SEATTLE/PARIS (Reuters) - Boeing Co BA.N played for time on its proposed new mid-sized jet at the Farnborough Airshow last week, announcing it would decide next year whether to launch its first all-new plane in a decade and giving itself 9-12 months to hone its business case.
With 225-265 seats, Boeing’s proposed new mid-sized airplane, or NMA, could fill an opening in the middle of the airplane market between the bread-and-butter single-aisle planes that dominate most fleets and the bigger long-range, twin-aisle jets.
That niche has already been partially filled by rival Airbus’ largest narrowbody, the bestselling A321neo. But Boeing insists the NMA would be able to open new routes due to longer range and superior economics, just as its 787 revamped long-haul travel by connecting secondary cities.

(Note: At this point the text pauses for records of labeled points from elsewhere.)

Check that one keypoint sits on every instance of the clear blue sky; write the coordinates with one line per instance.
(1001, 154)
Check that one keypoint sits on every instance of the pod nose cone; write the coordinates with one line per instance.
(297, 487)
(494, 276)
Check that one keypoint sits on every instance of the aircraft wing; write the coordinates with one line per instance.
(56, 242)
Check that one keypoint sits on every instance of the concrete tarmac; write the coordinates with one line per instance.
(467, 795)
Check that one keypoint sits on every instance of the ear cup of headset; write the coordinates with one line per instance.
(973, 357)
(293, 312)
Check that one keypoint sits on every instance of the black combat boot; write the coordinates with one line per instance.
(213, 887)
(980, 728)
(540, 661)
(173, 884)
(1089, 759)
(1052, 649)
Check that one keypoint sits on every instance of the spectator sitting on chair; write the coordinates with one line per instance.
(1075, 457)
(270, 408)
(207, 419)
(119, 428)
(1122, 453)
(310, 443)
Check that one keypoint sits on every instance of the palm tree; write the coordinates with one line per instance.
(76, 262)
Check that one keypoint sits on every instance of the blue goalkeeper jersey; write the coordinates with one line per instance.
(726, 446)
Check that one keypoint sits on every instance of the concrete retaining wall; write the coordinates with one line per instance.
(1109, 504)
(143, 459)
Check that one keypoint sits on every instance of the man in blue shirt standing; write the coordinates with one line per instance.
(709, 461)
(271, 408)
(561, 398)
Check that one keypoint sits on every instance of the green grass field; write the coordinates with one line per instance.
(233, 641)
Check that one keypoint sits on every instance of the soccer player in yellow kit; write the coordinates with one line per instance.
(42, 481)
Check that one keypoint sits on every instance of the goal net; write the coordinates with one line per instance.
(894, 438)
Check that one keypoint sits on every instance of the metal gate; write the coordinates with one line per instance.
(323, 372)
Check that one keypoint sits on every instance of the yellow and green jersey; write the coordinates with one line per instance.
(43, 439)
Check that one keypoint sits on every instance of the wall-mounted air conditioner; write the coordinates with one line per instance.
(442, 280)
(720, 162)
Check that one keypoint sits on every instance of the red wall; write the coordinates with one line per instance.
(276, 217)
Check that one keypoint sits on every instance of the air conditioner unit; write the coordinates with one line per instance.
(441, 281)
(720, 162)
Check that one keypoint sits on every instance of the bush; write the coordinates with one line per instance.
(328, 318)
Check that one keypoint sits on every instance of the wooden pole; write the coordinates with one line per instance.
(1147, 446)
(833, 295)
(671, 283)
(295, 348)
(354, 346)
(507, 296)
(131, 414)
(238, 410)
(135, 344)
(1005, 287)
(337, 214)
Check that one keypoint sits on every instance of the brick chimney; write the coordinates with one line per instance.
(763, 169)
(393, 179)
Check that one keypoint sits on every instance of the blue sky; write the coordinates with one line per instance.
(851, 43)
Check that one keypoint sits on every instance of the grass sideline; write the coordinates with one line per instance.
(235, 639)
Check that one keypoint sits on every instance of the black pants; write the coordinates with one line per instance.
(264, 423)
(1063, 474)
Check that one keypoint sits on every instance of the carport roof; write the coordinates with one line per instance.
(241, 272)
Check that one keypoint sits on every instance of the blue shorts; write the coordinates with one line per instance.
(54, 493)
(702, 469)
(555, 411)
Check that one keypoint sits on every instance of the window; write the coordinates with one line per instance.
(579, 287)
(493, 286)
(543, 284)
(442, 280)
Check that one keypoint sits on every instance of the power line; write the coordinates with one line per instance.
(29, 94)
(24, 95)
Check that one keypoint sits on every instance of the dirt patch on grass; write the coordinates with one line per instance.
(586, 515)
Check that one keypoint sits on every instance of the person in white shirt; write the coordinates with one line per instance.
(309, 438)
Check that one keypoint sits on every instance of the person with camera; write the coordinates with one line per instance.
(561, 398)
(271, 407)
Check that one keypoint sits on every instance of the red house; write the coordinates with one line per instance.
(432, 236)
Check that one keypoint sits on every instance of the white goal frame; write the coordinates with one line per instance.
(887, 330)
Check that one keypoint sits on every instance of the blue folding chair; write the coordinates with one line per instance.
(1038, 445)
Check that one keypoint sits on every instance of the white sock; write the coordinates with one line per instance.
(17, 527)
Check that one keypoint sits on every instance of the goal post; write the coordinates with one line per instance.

Capacity and range are not the only factors Boeing is considering as it makes one of its most significant decisions in years.
To make business sense, the price must be low enough to lure airlines and high enough to leave a return for Boeing, while squeezing through a narrow economic gap in prices between single-aisle and twin-aisle planes. A key question is whether the gap is wide enough to take the plunge.
“That is the challenge of the NMA,” John Plueger, chief executive of Air Lease Corp, told Reuters.
“Building a business case in 2018 for an airplane that won’t start in service until 2025 is not such an easy slam dunk.”
Planemakers do not publish the real prices at which they sell their jets, which include significant discounts, but most analysts say the net price of the new jet would come in at $60-$70 million – about $15-20 million more than a discounted single-aisle jet.
While Boeing’s focus is on cutting costs, company officials have poured cold water on speculation that it could revert to a cheaper metal fuselage rather than weight-saving modern composites.
“They have got to get it right. It is a tough needle to thread,” Plueger said.
Boeing does have a potential wild card.
While the business case is being studied on its own merits, the time frame for a decision – 2019 – coincides with the expected closing of a deal for Boeing to take over Embraer's EMBR3.SA commercial operations.
Embraer would give Boeing access to extra engineering resources and R&D capacity at a lower cost.
“It gives us additional opportunities to consider,” Boeing CEO Dennis Muilenburg told Reuters, when asked whether the Embraer acquisition might inject extra clarity into the NMA decision.
Embraer has some “very effective, streamlined” development processes, Muilenburg added.
“When we’re able to complete this deal it would give us another option, another set of resources, additional ideas and that could be helpful to the (NMA) business case,” he said. “It’s another factor that can be considered in the overall business case.”
Boeing officials said the business case was already improving on a standalone basis.
Still, a significant hurdle remains: the capacity and willingness of engine makers to produce the right engine in the correct time frame. This has become the main “pacing factor” in the NMA decision, a person familiar with the plans said.
Boeing, which has conducted wind tunnel trials as it studies the NMA, has done more pre-development work than usual to avoid a repeat of industrial problems both in-house and at suppliers which delayed the 787, people close to the matter said.
Recent industrial problems among engine makers could tip Boeing toward offering airlines a choice of two engines, but this would force each supplier to make do with a smaller slice of the new business.
“There is a strategic rationale for dual sources: it mitigates technology risks. But the business case for the engine guy becomes very thin,” said Domhnal Slattery, CEO of leasing company Avolon.